Sub-task 3.1 Automatic detection of transcription errors in end-to-end systems. We will propose original approaches for the automatic detection of errors in end-to-end transcription systems. The motivation for this task is twofold: 1) provide initial results, still non-existent, for the detection of errors in end-to-end ASR systems, and 2) validate the observations and analyzes made in WP 2 concerning what transcription errors manifest themselves in end-to-end ASR systems.
Sub-task 3.2 Proposition of evaluation metrics Many methods have been proposed to evaluate automatic transcription systems. Even if it is of course difficult to do without the classic WER metric, as it is very widely used by the scientific community to evaluate systems, we wish to place ourselves in the perspective of metrics complementary to the WER, such as what it is done in machine translation, with classical metrics, such as BLEU, and more qualitative ones, with manual evaluation by experts. Our main objective of this sub-task is above all to have a more user-oriented evaluation, and thus really put into perspective the actual performance of ASR systems.

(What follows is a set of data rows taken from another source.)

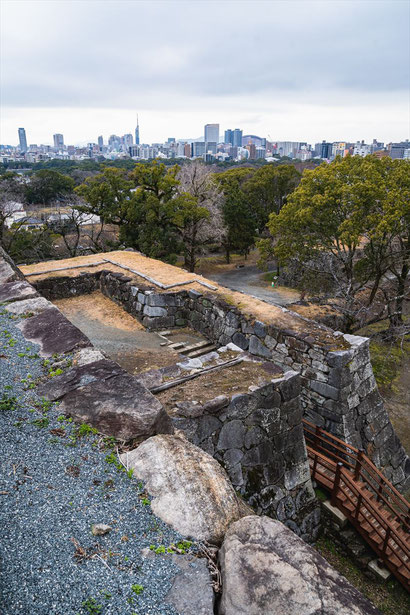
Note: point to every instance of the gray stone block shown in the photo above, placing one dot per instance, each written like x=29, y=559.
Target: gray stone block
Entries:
x=232, y=435
x=240, y=340
x=325, y=389
x=256, y=347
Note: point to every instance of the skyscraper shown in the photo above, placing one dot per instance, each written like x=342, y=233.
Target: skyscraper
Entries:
x=212, y=133
x=58, y=140
x=137, y=133
x=237, y=138
x=22, y=140
x=228, y=136
x=234, y=137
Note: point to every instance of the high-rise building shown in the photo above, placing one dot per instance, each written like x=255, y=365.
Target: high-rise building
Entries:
x=198, y=149
x=127, y=140
x=22, y=140
x=228, y=136
x=237, y=138
x=137, y=133
x=58, y=140
x=323, y=150
x=211, y=147
x=212, y=133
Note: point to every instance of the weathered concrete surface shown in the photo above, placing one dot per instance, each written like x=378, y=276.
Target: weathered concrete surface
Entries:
x=191, y=491
x=105, y=396
x=191, y=592
x=16, y=291
x=7, y=273
x=268, y=570
x=8, y=270
x=53, y=332
x=29, y=306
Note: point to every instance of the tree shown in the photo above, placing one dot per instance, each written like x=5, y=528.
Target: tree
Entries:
x=107, y=195
x=240, y=221
x=268, y=188
x=11, y=192
x=352, y=217
x=201, y=220
x=46, y=186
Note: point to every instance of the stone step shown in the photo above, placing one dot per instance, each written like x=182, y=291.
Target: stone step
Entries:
x=200, y=352
x=196, y=346
x=176, y=345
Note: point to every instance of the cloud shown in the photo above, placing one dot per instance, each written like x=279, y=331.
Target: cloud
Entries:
x=192, y=55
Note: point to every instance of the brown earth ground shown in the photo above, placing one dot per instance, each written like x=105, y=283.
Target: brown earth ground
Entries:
x=112, y=330
x=226, y=381
x=168, y=274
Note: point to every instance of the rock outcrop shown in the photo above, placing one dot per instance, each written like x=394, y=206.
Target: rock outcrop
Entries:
x=268, y=570
x=191, y=491
x=53, y=332
x=111, y=400
x=16, y=291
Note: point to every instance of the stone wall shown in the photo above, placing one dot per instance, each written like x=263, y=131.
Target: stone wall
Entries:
x=258, y=438
x=339, y=391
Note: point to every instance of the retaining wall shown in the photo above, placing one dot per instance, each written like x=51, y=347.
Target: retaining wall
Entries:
x=339, y=391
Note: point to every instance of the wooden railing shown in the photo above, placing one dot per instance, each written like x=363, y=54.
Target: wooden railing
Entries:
x=370, y=502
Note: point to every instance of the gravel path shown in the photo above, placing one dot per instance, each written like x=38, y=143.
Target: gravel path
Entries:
x=53, y=486
x=249, y=280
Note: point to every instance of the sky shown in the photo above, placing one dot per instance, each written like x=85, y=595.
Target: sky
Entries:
x=295, y=70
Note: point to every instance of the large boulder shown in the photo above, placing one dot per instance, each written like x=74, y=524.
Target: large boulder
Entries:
x=7, y=273
x=16, y=291
x=191, y=491
x=108, y=398
x=267, y=569
x=53, y=332
x=191, y=591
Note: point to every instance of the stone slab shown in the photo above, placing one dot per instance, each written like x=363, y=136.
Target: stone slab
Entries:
x=53, y=332
x=111, y=400
x=16, y=291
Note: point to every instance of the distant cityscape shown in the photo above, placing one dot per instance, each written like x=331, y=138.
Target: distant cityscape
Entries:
x=232, y=145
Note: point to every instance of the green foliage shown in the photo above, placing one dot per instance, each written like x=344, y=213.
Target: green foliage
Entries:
x=386, y=361
x=238, y=217
x=47, y=185
x=8, y=403
x=267, y=190
x=351, y=219
x=28, y=245
x=91, y=606
x=41, y=423
x=85, y=430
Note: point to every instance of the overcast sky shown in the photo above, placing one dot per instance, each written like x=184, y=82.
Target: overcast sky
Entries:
x=295, y=69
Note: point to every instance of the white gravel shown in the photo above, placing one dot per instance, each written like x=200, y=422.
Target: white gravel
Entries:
x=52, y=489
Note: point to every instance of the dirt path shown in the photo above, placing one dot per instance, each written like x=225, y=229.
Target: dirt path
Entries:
x=249, y=280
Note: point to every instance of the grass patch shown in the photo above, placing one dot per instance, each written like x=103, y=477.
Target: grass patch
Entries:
x=387, y=359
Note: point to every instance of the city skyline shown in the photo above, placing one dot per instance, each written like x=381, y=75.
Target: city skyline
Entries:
x=292, y=70
x=222, y=133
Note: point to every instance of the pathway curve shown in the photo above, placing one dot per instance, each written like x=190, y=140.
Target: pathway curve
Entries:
x=249, y=280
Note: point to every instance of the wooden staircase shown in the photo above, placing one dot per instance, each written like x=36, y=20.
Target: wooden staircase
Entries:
x=372, y=505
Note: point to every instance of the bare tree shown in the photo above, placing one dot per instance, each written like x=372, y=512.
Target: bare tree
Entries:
x=199, y=230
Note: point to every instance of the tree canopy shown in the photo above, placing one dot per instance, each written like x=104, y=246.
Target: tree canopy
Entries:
x=352, y=219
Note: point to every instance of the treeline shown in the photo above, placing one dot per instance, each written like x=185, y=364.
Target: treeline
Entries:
x=341, y=230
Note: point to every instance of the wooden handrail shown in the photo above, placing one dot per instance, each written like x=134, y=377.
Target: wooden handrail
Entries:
x=391, y=544
x=330, y=435
x=366, y=465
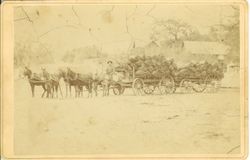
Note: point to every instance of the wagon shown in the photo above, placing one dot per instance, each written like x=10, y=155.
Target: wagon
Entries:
x=187, y=82
x=139, y=84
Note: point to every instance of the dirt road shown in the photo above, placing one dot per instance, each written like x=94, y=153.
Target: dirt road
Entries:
x=174, y=124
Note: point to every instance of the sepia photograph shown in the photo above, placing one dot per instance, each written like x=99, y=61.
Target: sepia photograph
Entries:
x=124, y=79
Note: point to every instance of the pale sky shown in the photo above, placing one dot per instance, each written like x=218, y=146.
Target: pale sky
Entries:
x=63, y=28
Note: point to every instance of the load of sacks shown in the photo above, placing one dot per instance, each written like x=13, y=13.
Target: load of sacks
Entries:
x=152, y=67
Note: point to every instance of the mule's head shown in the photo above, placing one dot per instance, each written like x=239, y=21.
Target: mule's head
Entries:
x=27, y=72
x=62, y=74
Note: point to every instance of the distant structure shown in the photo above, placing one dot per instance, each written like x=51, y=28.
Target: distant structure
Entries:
x=204, y=50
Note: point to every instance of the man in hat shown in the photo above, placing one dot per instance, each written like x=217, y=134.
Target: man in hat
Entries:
x=110, y=70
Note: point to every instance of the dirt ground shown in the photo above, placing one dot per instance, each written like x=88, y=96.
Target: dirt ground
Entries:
x=205, y=123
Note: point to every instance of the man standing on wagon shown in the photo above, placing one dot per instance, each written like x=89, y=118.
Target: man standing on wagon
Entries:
x=110, y=70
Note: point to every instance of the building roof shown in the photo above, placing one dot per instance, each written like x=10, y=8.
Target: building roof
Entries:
x=205, y=47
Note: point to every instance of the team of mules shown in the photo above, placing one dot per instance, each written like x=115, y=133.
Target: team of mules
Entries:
x=72, y=79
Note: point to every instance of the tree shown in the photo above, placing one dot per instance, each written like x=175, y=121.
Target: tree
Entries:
x=229, y=34
x=172, y=31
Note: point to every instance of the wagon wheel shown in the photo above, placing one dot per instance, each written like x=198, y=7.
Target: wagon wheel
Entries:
x=201, y=84
x=117, y=90
x=148, y=89
x=186, y=85
x=167, y=85
x=137, y=86
x=122, y=90
x=213, y=85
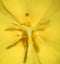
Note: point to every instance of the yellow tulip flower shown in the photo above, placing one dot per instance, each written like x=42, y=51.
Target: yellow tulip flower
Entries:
x=29, y=31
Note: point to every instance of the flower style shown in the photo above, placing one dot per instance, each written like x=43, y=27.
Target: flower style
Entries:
x=27, y=33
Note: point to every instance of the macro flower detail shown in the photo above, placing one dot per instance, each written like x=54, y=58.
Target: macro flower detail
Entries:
x=28, y=35
x=29, y=31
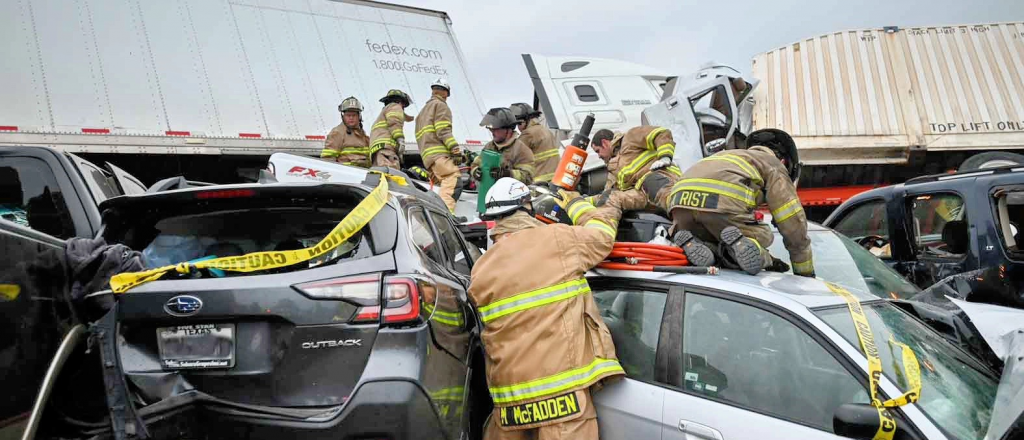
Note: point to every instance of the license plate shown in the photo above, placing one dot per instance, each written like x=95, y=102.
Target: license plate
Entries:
x=197, y=346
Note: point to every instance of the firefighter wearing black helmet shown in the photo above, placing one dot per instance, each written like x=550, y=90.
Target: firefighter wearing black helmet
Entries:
x=715, y=200
x=387, y=136
x=539, y=139
x=517, y=160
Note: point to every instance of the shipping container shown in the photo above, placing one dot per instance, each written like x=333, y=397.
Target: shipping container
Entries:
x=911, y=100
x=208, y=86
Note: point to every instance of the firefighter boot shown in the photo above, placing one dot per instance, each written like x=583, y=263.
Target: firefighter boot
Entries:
x=695, y=251
x=744, y=252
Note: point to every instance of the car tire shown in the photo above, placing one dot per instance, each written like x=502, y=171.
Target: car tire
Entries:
x=991, y=160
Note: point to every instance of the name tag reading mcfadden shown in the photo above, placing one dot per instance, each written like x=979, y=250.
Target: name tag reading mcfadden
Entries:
x=544, y=410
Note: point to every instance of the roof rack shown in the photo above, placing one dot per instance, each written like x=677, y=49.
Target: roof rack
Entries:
x=965, y=174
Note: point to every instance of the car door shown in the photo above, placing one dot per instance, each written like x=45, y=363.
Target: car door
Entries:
x=448, y=362
x=940, y=234
x=750, y=371
x=635, y=313
x=867, y=224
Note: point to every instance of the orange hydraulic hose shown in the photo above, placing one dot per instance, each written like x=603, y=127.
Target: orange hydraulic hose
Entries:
x=650, y=257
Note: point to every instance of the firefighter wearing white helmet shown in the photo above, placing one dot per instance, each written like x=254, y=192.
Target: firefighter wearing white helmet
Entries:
x=438, y=149
x=540, y=321
x=347, y=143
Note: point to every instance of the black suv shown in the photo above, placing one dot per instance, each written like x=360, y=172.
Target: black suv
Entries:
x=374, y=340
x=935, y=226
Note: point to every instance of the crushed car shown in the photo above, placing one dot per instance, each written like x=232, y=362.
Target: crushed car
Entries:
x=371, y=336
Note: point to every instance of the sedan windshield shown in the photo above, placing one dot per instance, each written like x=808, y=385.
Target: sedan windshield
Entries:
x=836, y=256
x=956, y=394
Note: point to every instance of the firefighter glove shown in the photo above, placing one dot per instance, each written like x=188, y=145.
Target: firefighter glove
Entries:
x=602, y=199
x=564, y=198
x=660, y=163
x=504, y=171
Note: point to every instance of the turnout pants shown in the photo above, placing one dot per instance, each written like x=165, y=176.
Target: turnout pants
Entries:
x=387, y=158
x=708, y=226
x=446, y=173
x=582, y=427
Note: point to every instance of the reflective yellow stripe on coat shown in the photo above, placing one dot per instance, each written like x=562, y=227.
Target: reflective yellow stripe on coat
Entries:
x=786, y=211
x=556, y=383
x=637, y=164
x=720, y=187
x=426, y=129
x=433, y=150
x=531, y=299
x=742, y=164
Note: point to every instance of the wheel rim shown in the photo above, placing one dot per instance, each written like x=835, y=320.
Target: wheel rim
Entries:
x=997, y=163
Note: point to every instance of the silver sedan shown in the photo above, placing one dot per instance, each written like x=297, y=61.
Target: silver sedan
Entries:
x=774, y=356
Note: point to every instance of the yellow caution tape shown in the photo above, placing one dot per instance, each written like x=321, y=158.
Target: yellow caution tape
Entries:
x=9, y=292
x=911, y=368
x=348, y=226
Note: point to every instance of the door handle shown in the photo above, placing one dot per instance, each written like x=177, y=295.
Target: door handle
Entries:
x=698, y=430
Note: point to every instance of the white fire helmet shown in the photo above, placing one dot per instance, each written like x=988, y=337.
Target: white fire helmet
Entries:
x=505, y=195
x=442, y=83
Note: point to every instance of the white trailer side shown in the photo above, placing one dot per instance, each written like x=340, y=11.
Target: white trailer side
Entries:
x=216, y=77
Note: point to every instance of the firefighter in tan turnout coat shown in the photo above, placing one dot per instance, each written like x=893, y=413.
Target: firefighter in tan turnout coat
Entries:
x=517, y=160
x=387, y=134
x=347, y=143
x=539, y=139
x=440, y=152
x=545, y=341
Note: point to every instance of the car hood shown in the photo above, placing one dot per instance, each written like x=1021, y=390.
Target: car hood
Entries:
x=1003, y=328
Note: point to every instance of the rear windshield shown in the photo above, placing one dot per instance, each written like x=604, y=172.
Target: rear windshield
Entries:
x=175, y=238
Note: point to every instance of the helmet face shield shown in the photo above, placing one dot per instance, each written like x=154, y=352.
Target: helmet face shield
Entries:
x=499, y=118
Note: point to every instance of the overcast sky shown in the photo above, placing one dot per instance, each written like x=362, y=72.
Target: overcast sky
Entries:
x=674, y=36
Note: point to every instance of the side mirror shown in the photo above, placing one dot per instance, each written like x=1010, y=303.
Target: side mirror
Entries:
x=860, y=421
x=714, y=146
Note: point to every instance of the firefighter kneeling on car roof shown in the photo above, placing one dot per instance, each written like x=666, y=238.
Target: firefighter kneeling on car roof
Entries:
x=545, y=341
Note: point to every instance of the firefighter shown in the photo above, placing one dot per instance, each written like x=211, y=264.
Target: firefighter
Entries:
x=539, y=139
x=517, y=160
x=716, y=199
x=639, y=161
x=387, y=137
x=545, y=341
x=440, y=152
x=347, y=143
x=714, y=202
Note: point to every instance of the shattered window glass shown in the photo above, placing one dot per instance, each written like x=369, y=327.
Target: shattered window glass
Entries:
x=756, y=359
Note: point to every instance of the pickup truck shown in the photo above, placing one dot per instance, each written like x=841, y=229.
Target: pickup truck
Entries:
x=46, y=196
x=932, y=227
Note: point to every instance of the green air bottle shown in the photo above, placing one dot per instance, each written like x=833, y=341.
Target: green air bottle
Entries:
x=489, y=160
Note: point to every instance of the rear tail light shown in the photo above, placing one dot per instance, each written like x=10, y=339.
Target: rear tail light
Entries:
x=401, y=300
x=401, y=297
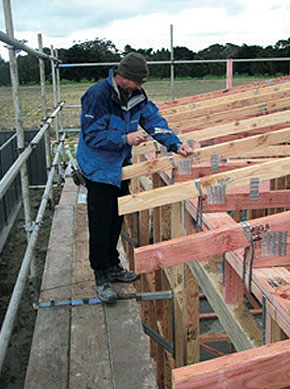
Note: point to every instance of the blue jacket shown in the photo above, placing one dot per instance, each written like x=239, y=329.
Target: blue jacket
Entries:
x=105, y=123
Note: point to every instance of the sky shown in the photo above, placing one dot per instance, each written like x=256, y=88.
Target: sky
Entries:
x=145, y=24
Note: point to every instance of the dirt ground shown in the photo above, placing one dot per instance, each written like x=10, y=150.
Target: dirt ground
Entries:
x=14, y=369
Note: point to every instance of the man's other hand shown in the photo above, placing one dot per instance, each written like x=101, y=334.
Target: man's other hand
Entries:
x=135, y=138
x=185, y=150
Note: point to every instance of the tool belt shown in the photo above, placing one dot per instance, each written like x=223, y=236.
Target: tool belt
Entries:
x=77, y=176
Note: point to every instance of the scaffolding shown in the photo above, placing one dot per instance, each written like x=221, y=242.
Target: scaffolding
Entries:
x=213, y=227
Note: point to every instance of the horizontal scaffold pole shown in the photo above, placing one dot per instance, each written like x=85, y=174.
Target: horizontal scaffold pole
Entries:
x=20, y=45
x=235, y=127
x=204, y=245
x=191, y=189
x=9, y=176
x=228, y=149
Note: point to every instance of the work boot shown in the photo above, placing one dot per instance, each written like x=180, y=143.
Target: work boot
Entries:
x=117, y=274
x=105, y=291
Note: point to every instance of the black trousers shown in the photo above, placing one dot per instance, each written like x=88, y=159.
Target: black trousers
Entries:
x=104, y=223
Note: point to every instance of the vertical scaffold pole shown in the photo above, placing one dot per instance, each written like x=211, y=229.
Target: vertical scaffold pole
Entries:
x=54, y=88
x=59, y=100
x=45, y=113
x=172, y=65
x=229, y=73
x=44, y=103
x=19, y=125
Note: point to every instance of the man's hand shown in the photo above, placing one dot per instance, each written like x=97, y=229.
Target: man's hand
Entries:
x=185, y=150
x=135, y=138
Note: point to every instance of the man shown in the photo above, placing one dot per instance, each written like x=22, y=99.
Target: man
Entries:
x=112, y=110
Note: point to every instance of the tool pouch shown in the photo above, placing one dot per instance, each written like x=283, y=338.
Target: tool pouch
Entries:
x=77, y=176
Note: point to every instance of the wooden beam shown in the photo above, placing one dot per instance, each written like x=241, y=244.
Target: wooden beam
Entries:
x=235, y=258
x=225, y=103
x=203, y=245
x=243, y=330
x=240, y=201
x=263, y=367
x=222, y=130
x=181, y=123
x=185, y=190
x=228, y=149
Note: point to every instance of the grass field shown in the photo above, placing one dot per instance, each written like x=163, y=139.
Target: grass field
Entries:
x=71, y=93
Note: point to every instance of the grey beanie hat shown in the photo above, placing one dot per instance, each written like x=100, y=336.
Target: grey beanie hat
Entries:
x=134, y=67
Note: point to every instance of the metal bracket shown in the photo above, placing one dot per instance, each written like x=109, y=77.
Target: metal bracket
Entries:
x=214, y=163
x=158, y=338
x=184, y=166
x=249, y=236
x=274, y=243
x=199, y=204
x=129, y=240
x=264, y=315
x=254, y=188
x=216, y=194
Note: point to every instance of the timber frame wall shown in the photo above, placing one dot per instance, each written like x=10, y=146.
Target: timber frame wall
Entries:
x=248, y=129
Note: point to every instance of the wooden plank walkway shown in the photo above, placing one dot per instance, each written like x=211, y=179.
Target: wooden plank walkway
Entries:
x=87, y=345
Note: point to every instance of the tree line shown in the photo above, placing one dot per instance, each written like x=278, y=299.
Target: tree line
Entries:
x=100, y=50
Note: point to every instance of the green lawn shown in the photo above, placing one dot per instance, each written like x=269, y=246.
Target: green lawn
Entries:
x=71, y=93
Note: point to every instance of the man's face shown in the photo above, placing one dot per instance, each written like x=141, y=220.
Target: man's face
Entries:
x=129, y=86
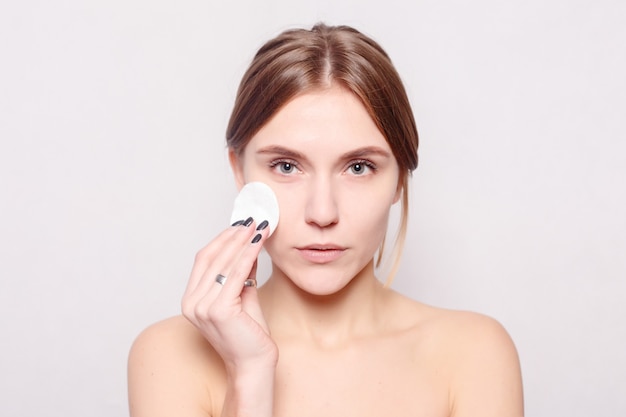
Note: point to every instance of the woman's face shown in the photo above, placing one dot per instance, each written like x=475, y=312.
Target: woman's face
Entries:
x=335, y=178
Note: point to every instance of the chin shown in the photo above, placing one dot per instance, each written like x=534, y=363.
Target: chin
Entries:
x=320, y=281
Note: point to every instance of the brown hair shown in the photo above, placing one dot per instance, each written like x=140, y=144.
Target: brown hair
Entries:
x=298, y=61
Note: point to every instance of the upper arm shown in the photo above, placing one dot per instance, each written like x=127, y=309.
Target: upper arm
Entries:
x=487, y=381
x=164, y=376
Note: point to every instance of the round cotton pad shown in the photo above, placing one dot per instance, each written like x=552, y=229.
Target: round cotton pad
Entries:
x=256, y=200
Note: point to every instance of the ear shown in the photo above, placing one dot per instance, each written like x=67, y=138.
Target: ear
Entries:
x=402, y=183
x=236, y=164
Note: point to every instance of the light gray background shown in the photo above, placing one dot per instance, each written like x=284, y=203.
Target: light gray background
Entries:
x=113, y=174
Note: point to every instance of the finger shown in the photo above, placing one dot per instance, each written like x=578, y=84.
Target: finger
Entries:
x=218, y=259
x=207, y=254
x=250, y=304
x=245, y=266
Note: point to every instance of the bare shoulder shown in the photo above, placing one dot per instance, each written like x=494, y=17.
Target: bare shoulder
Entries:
x=478, y=356
x=170, y=368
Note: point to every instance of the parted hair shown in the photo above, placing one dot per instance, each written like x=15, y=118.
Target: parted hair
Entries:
x=298, y=61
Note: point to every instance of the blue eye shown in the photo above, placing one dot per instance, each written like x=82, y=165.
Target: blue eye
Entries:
x=284, y=167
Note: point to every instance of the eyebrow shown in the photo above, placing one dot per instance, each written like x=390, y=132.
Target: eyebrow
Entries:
x=355, y=154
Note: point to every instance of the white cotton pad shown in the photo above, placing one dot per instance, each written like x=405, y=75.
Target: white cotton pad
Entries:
x=256, y=200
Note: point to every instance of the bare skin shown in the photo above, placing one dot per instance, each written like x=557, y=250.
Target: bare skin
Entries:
x=323, y=336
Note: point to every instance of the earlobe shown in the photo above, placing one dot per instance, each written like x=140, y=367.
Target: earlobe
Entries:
x=402, y=183
x=236, y=166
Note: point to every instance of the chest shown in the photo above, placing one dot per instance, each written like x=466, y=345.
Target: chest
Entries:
x=360, y=381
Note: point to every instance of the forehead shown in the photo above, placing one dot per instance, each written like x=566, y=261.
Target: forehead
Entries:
x=329, y=119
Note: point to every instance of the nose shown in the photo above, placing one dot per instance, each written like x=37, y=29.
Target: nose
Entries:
x=321, y=207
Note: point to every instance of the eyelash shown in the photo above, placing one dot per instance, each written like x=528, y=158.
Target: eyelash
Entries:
x=369, y=164
x=278, y=162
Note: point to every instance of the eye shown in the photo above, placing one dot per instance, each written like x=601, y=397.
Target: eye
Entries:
x=361, y=167
x=285, y=167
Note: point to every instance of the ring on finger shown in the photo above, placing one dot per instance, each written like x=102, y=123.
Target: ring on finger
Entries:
x=220, y=279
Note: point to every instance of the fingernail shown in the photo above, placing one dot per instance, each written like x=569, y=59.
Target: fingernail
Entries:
x=262, y=225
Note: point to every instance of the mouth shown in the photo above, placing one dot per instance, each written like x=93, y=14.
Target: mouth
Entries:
x=321, y=253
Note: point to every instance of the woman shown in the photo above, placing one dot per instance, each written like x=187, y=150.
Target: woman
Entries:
x=321, y=117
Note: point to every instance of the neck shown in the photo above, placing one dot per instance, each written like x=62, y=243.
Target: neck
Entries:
x=326, y=320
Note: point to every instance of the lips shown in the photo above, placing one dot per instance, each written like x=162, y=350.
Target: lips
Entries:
x=321, y=253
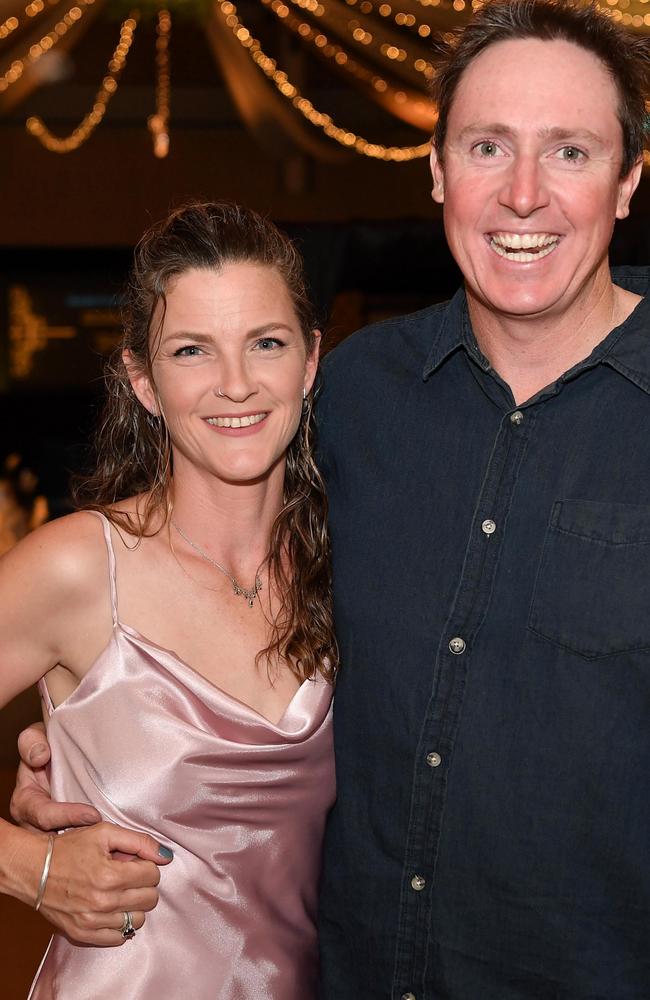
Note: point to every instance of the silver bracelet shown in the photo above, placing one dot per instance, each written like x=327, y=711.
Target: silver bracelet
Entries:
x=45, y=872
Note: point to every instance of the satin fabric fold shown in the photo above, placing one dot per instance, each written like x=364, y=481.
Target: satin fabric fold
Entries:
x=242, y=802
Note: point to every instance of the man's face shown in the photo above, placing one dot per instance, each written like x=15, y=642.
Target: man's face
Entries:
x=531, y=178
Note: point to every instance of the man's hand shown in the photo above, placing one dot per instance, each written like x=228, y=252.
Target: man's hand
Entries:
x=31, y=804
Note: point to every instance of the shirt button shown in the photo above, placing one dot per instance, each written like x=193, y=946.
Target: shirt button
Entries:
x=457, y=645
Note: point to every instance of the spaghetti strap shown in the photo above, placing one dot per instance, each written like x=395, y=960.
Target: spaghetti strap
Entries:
x=106, y=524
x=45, y=695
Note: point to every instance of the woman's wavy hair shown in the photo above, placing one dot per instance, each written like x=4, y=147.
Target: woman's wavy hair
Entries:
x=133, y=448
x=625, y=55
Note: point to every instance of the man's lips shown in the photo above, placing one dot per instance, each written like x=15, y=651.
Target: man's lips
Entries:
x=523, y=248
x=234, y=422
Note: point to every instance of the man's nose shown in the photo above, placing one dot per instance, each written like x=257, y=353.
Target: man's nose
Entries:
x=524, y=189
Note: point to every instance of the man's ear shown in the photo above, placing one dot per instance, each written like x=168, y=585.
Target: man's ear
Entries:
x=140, y=383
x=437, y=173
x=311, y=362
x=626, y=188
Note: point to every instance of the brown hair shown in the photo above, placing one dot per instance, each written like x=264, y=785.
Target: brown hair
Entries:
x=625, y=55
x=133, y=447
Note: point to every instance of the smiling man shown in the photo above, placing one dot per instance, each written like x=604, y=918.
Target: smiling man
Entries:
x=488, y=466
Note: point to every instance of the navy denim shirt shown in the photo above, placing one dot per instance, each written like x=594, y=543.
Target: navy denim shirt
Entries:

Sub-task 3.3 Confidence measures for end-to-end ASR systems. The final task that we want to carry out concerns the proposal of confidence-building measures for end-to-end ASR systems. The advantage of having proposed to work on the problem of evaluation upstream of this task is then to be able to evaluate our confidence scores with what is currently being done, such as Normalized Cross Entropy (NCE), but also to integrate a user-oriented evaluation. Indeed, we consider having good confidence measures on the words are important.